É consensual a nível internacional que a água deve ser gerida com base nas bacias hidrográficas sempre que estas tenham expressão territorial significativa. Por isso, a Diretiva-Quadro europeia aponta muito claramente nesse sentido, embora não o imponha taxativamente porque em alguns países, ao contrário do que acontece na Península Ibérica, a fisiografia dominante pode conduzir a outras soluções. Existe sempre, porém, a preocupação de fazer prevalecer uma gestão integrada por bacias hidrográficas, enquanto quadro natural para a gestão dos recursos hídricos.
Qualquer ideia de que essa gestão contraria um processo de regionalização não faz qualquer sentido e é desmentida de forma eloquente por países como, por exemplo, a Espanha ou o Brasil em que, apesar do grande peso político das Autonomias ou dos Estados, prevalece claramente o primado da bacia hidrográfica. A questão não consiste, de forma alguma, em retirar essa competência às regiões, mas antes em encontrar a forma como os poderes regionais de natureza político-administrativa participam na gestão dos recursos hídricos.
Por isso, qualquer hipótese de transferir as ARHs para as CCDRs é contraproducente e será sempre fonte de problemas e de aumento potencial de conflitualidade. Desde logo, as áreas das regiões-plano não coincidem com as áreas das bacias hidrográficas, sendo Lisboa e Vale do Tejo um caso particularmente expressivo dessa dissemelhança. Que as CCDRs e os municípios tenham uma importante palavra a dizer, é óbvio e indispensável. Que a gestão das bacias seja repartida por várias CCDRs, quebrando a lógica da unidade de gestão, é um enorme passo atrás que a ninguém traz benefícios, nem mesmo aos municípios ou às CCDRs.

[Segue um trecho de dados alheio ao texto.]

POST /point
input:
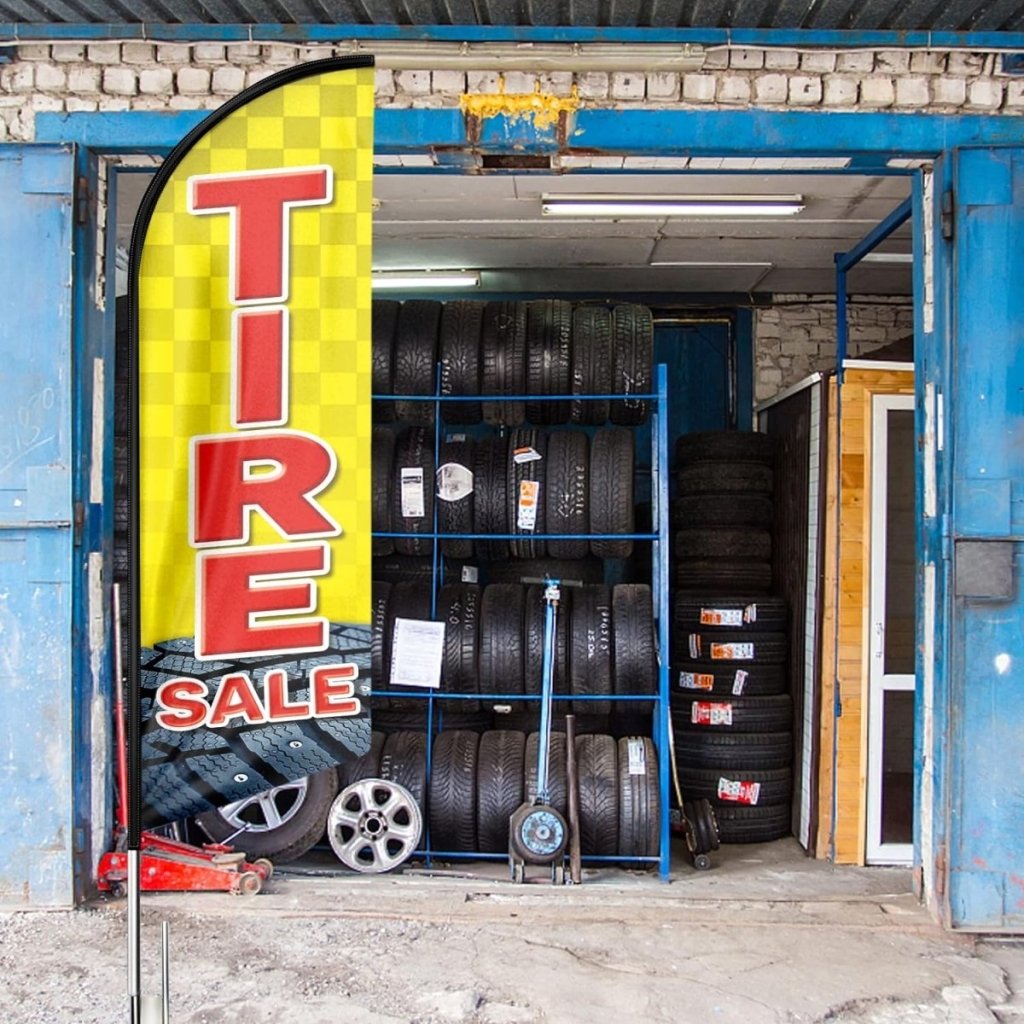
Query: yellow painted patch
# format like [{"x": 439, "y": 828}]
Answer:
[{"x": 542, "y": 108}]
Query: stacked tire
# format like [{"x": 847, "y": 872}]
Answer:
[{"x": 732, "y": 715}]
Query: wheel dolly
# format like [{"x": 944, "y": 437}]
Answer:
[
  {"x": 538, "y": 833},
  {"x": 167, "y": 864}
]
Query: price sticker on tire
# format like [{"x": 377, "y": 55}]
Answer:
[{"x": 711, "y": 713}]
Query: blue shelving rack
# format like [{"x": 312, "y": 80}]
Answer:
[{"x": 659, "y": 593}]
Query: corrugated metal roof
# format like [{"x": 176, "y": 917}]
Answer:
[{"x": 858, "y": 15}]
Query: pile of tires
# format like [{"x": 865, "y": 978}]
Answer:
[
  {"x": 494, "y": 635},
  {"x": 732, "y": 715},
  {"x": 477, "y": 780},
  {"x": 526, "y": 483},
  {"x": 546, "y": 347}
]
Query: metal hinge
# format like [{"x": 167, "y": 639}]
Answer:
[
  {"x": 83, "y": 199},
  {"x": 947, "y": 215}
]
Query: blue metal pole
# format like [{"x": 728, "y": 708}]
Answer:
[{"x": 659, "y": 495}]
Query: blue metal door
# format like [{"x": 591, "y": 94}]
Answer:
[
  {"x": 985, "y": 410},
  {"x": 36, "y": 526}
]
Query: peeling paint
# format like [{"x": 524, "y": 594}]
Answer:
[{"x": 544, "y": 109}]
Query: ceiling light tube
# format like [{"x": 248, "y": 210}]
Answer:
[
  {"x": 671, "y": 206},
  {"x": 433, "y": 280}
]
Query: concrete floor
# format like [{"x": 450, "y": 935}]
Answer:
[{"x": 766, "y": 936}]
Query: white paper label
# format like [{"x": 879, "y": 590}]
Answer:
[
  {"x": 412, "y": 493},
  {"x": 416, "y": 653},
  {"x": 637, "y": 756},
  {"x": 731, "y": 651},
  {"x": 519, "y": 456},
  {"x": 529, "y": 491},
  {"x": 721, "y": 616},
  {"x": 454, "y": 481}
]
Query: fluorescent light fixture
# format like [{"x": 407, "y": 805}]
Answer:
[
  {"x": 670, "y": 206},
  {"x": 706, "y": 263},
  {"x": 432, "y": 280},
  {"x": 887, "y": 258}
]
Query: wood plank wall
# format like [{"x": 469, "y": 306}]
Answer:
[{"x": 846, "y": 625}]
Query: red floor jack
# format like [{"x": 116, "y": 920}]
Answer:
[{"x": 167, "y": 864}]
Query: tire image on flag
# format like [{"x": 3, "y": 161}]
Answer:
[{"x": 252, "y": 327}]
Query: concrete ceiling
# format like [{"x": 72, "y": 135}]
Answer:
[{"x": 493, "y": 223}]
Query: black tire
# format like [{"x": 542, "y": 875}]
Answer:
[
  {"x": 522, "y": 440},
  {"x": 366, "y": 766},
  {"x": 503, "y": 361},
  {"x": 385, "y": 322},
  {"x": 730, "y": 714},
  {"x": 724, "y": 478},
  {"x": 415, "y": 358},
  {"x": 751, "y": 511},
  {"x": 639, "y": 800},
  {"x": 754, "y": 824},
  {"x": 719, "y": 680},
  {"x": 591, "y": 371},
  {"x": 549, "y": 343},
  {"x": 414, "y": 454},
  {"x": 725, "y": 445},
  {"x": 568, "y": 492},
  {"x": 723, "y": 576},
  {"x": 695, "y": 611},
  {"x": 461, "y": 326},
  {"x": 632, "y": 360},
  {"x": 380, "y": 643},
  {"x": 499, "y": 787},
  {"x": 453, "y": 792},
  {"x": 736, "y": 751},
  {"x": 735, "y": 544},
  {"x": 634, "y": 659},
  {"x": 459, "y": 608},
  {"x": 302, "y": 809},
  {"x": 597, "y": 774},
  {"x": 611, "y": 491},
  {"x": 408, "y": 600},
  {"x": 516, "y": 569},
  {"x": 491, "y": 507},
  {"x": 383, "y": 480},
  {"x": 403, "y": 760},
  {"x": 557, "y": 783},
  {"x": 455, "y": 507},
  {"x": 534, "y": 615},
  {"x": 721, "y": 786},
  {"x": 185, "y": 773},
  {"x": 737, "y": 648},
  {"x": 590, "y": 653},
  {"x": 501, "y": 658}
]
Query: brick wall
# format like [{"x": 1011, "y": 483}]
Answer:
[
  {"x": 792, "y": 340},
  {"x": 116, "y": 76},
  {"x": 797, "y": 337}
]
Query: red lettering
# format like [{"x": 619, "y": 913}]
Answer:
[
  {"x": 181, "y": 705},
  {"x": 242, "y": 595},
  {"x": 258, "y": 203},
  {"x": 333, "y": 690},
  {"x": 276, "y": 473},
  {"x": 279, "y": 708},
  {"x": 236, "y": 698},
  {"x": 259, "y": 380}
]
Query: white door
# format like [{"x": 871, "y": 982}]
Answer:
[{"x": 890, "y": 711}]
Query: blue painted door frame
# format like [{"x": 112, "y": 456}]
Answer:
[
  {"x": 948, "y": 774},
  {"x": 37, "y": 700}
]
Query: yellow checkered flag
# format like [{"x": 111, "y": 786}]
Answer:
[{"x": 250, "y": 288}]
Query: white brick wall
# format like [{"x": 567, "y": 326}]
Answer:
[
  {"x": 797, "y": 337},
  {"x": 176, "y": 76}
]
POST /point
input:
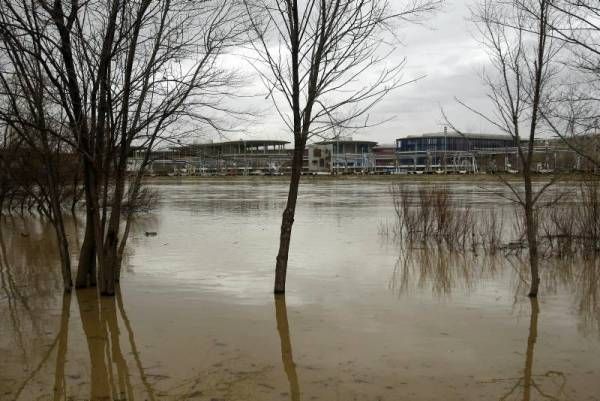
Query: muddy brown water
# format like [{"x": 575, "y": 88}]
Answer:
[{"x": 362, "y": 320}]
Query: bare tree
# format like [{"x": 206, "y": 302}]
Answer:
[
  {"x": 118, "y": 74},
  {"x": 323, "y": 64},
  {"x": 575, "y": 114},
  {"x": 517, "y": 37}
]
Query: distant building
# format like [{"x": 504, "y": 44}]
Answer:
[
  {"x": 350, "y": 156},
  {"x": 448, "y": 152},
  {"x": 241, "y": 157},
  {"x": 385, "y": 158}
]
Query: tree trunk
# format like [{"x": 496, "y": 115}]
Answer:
[
  {"x": 528, "y": 372},
  {"x": 86, "y": 269},
  {"x": 288, "y": 220},
  {"x": 531, "y": 228}
]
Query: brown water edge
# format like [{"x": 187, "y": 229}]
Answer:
[{"x": 196, "y": 320}]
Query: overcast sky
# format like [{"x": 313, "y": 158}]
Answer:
[{"x": 444, "y": 48}]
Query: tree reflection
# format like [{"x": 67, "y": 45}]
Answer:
[
  {"x": 286, "y": 346},
  {"x": 439, "y": 269},
  {"x": 60, "y": 385}
]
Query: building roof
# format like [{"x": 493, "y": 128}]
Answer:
[
  {"x": 467, "y": 135},
  {"x": 342, "y": 141}
]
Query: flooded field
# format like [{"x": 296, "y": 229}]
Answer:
[{"x": 363, "y": 319}]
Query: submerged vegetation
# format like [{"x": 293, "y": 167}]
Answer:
[{"x": 568, "y": 224}]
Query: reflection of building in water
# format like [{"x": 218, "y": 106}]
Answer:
[
  {"x": 243, "y": 157},
  {"x": 350, "y": 156},
  {"x": 447, "y": 152},
  {"x": 441, "y": 152}
]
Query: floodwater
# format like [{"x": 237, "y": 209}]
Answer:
[{"x": 362, "y": 320}]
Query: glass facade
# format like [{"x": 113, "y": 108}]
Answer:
[{"x": 451, "y": 143}]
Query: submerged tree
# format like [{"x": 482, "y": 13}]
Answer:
[
  {"x": 116, "y": 75},
  {"x": 517, "y": 37},
  {"x": 575, "y": 117},
  {"x": 323, "y": 64}
]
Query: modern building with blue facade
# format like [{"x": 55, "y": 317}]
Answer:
[{"x": 443, "y": 151}]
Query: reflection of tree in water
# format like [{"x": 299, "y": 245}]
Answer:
[
  {"x": 440, "y": 270},
  {"x": 110, "y": 377},
  {"x": 28, "y": 284},
  {"x": 550, "y": 385},
  {"x": 286, "y": 346},
  {"x": 109, "y": 370},
  {"x": 580, "y": 277},
  {"x": 228, "y": 380}
]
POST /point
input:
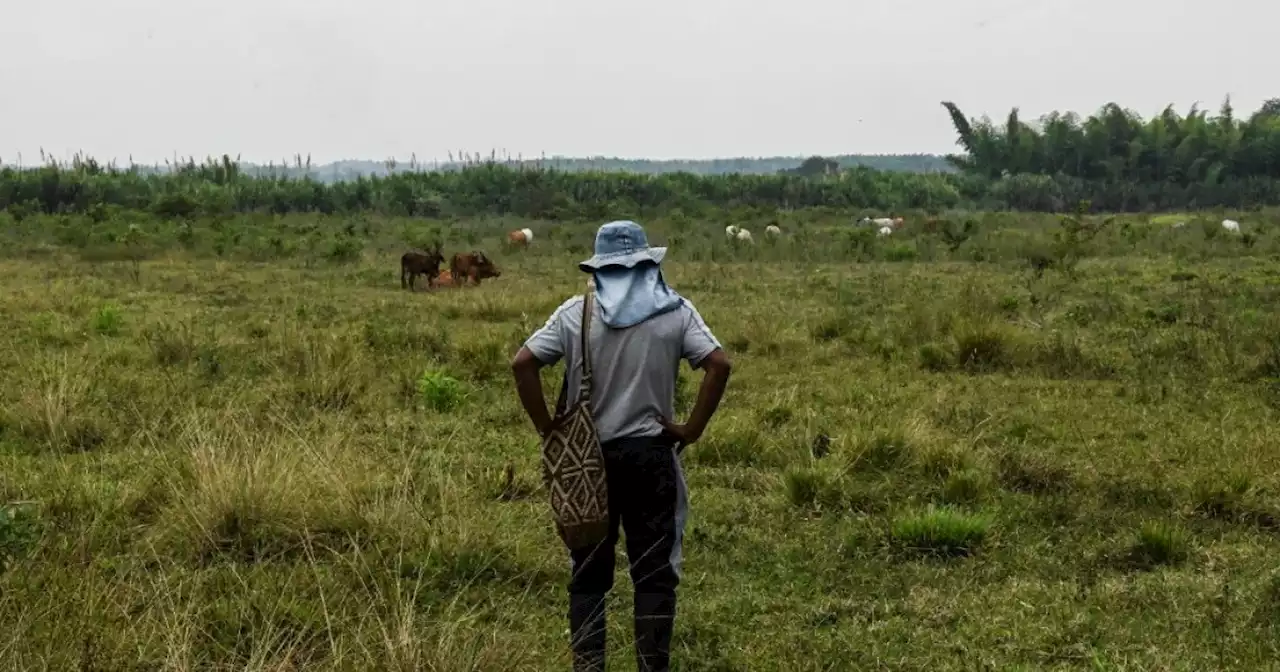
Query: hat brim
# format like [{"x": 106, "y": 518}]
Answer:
[{"x": 624, "y": 259}]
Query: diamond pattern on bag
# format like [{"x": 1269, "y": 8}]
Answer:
[{"x": 572, "y": 462}]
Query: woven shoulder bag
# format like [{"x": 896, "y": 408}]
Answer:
[{"x": 572, "y": 461}]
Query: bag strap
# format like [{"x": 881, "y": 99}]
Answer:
[{"x": 588, "y": 301}]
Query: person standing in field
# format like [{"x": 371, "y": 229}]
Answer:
[{"x": 640, "y": 330}]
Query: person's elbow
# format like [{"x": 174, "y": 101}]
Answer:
[
  {"x": 524, "y": 361},
  {"x": 717, "y": 362}
]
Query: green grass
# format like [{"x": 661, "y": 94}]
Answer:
[{"x": 223, "y": 458}]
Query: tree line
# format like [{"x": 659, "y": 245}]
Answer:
[{"x": 1114, "y": 160}]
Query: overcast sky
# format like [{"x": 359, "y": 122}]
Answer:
[{"x": 653, "y": 78}]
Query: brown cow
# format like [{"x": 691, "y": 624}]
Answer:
[
  {"x": 417, "y": 263},
  {"x": 471, "y": 266},
  {"x": 520, "y": 238}
]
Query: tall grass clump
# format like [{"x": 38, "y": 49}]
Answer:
[
  {"x": 942, "y": 531},
  {"x": 439, "y": 391}
]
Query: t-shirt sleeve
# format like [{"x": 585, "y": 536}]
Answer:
[
  {"x": 699, "y": 341},
  {"x": 548, "y": 342}
]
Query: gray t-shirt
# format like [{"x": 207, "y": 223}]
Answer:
[{"x": 634, "y": 368}]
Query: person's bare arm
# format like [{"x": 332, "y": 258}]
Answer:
[
  {"x": 529, "y": 387},
  {"x": 716, "y": 370}
]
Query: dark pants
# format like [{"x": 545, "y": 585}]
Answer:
[{"x": 648, "y": 497}]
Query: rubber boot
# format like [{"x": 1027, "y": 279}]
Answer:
[
  {"x": 654, "y": 621},
  {"x": 586, "y": 631}
]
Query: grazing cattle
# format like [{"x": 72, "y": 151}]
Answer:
[
  {"x": 472, "y": 266},
  {"x": 417, "y": 263},
  {"x": 520, "y": 238}
]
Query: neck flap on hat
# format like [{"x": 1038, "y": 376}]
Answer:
[{"x": 631, "y": 296}]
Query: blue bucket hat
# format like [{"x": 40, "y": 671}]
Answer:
[{"x": 621, "y": 243}]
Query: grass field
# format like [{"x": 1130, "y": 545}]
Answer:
[{"x": 291, "y": 464}]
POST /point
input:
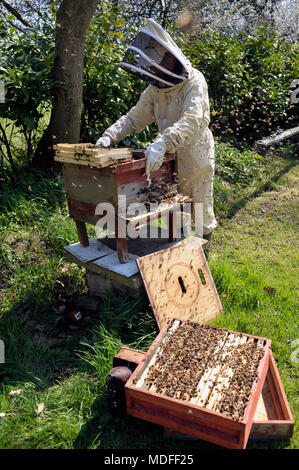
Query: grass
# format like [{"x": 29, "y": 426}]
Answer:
[{"x": 253, "y": 261}]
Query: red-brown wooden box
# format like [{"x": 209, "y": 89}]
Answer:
[
  {"x": 273, "y": 417},
  {"x": 194, "y": 420}
]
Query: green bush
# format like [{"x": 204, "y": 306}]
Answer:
[
  {"x": 108, "y": 91},
  {"x": 25, "y": 68},
  {"x": 249, "y": 80}
]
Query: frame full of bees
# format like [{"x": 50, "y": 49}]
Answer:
[
  {"x": 95, "y": 175},
  {"x": 201, "y": 380}
]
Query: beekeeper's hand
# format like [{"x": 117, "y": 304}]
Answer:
[
  {"x": 154, "y": 156},
  {"x": 103, "y": 142}
]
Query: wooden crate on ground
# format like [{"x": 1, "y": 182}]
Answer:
[
  {"x": 196, "y": 415},
  {"x": 273, "y": 417}
]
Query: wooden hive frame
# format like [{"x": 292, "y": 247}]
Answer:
[
  {"x": 273, "y": 417},
  {"x": 189, "y": 418},
  {"x": 96, "y": 175}
]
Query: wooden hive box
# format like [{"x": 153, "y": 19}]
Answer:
[
  {"x": 186, "y": 416},
  {"x": 273, "y": 417},
  {"x": 95, "y": 175},
  {"x": 179, "y": 283}
]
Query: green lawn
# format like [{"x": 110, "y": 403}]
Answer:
[{"x": 254, "y": 248}]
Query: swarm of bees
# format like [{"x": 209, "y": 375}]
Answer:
[{"x": 207, "y": 366}]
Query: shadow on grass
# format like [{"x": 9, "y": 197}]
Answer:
[{"x": 267, "y": 186}]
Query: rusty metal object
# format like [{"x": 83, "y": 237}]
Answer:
[{"x": 115, "y": 382}]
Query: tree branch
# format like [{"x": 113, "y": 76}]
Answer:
[{"x": 14, "y": 12}]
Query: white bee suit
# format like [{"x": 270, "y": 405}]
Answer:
[{"x": 182, "y": 113}]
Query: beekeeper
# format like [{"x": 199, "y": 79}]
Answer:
[{"x": 177, "y": 99}]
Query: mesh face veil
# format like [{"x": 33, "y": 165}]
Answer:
[{"x": 152, "y": 61}]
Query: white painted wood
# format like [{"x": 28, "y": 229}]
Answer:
[
  {"x": 95, "y": 250},
  {"x": 112, "y": 263}
]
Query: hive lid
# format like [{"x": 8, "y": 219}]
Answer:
[
  {"x": 88, "y": 154},
  {"x": 179, "y": 283}
]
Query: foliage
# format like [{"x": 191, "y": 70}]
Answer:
[
  {"x": 25, "y": 68},
  {"x": 250, "y": 80},
  {"x": 66, "y": 369},
  {"x": 234, "y": 166},
  {"x": 108, "y": 91}
]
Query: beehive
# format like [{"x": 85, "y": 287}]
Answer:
[{"x": 216, "y": 384}]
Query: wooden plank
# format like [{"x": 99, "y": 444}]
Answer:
[
  {"x": 153, "y": 360},
  {"x": 211, "y": 378},
  {"x": 225, "y": 375},
  {"x": 161, "y": 273},
  {"x": 265, "y": 423},
  {"x": 93, "y": 251},
  {"x": 133, "y": 282}
]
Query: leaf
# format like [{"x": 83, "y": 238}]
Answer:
[
  {"x": 15, "y": 392},
  {"x": 39, "y": 409}
]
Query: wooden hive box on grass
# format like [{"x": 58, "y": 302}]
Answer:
[
  {"x": 96, "y": 175},
  {"x": 203, "y": 409}
]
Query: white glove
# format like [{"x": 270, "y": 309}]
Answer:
[
  {"x": 103, "y": 142},
  {"x": 154, "y": 156}
]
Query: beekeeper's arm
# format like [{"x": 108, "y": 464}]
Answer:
[
  {"x": 135, "y": 120},
  {"x": 181, "y": 132}
]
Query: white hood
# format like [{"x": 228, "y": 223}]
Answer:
[
  {"x": 147, "y": 57},
  {"x": 157, "y": 32}
]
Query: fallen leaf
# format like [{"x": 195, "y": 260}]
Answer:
[
  {"x": 15, "y": 392},
  {"x": 39, "y": 409}
]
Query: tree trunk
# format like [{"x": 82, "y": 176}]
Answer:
[{"x": 72, "y": 21}]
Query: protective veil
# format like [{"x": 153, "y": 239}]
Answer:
[{"x": 177, "y": 99}]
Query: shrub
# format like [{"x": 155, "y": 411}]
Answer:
[{"x": 249, "y": 80}]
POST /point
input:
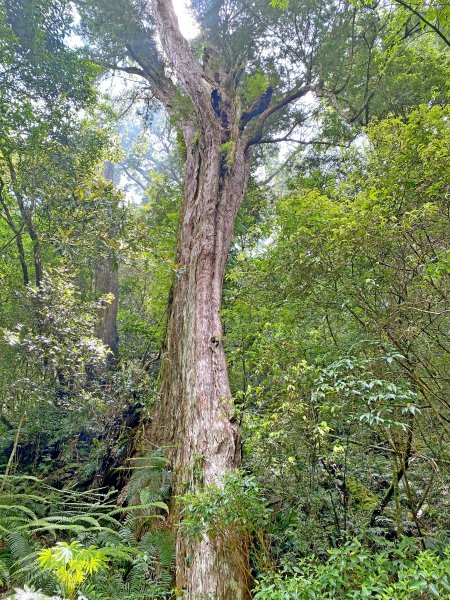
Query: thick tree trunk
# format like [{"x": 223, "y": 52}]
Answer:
[{"x": 195, "y": 419}]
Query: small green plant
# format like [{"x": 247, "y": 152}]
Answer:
[
  {"x": 354, "y": 571},
  {"x": 71, "y": 564}
]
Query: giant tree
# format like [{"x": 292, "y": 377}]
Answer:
[{"x": 252, "y": 77}]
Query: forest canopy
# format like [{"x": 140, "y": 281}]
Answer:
[{"x": 224, "y": 299}]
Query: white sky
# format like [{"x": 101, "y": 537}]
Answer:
[{"x": 188, "y": 27}]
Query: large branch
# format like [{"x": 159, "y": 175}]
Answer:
[
  {"x": 424, "y": 20},
  {"x": 290, "y": 97}
]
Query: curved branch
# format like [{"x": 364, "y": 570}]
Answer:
[{"x": 424, "y": 20}]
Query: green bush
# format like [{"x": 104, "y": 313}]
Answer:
[{"x": 355, "y": 572}]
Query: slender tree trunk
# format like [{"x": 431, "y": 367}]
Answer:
[
  {"x": 18, "y": 237},
  {"x": 107, "y": 282},
  {"x": 195, "y": 419}
]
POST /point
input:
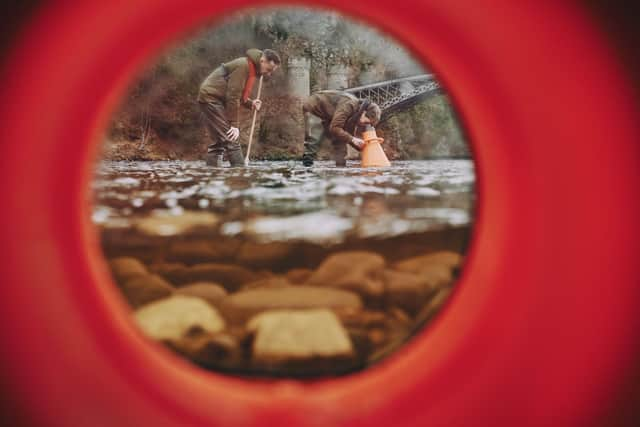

Assim, é necessário e urgente assegurar o restabelecimento de uma entidade a nível nacional, que desempenhe as funções de Autoridade Nacional da Água e que trate de forma especializada das diversas e complexas temáticas da gestão dos recursos hídricos. Igualmente necessário e urgente é restituir às cinco ARHs o estatuto de dignidade que lhes conferia a Lei da Água de 2005, por forma a que possa ser assegurada uma estreita articulação com as autarquias e outras entidades de âmbito regional, contando também com a participação ativa dos stakeholders. Só assim se poderá garantir a plenitude dos benefícios que o património hídrico nacional pode e deve proporcionar ao nosso país e aos seus cidadãos.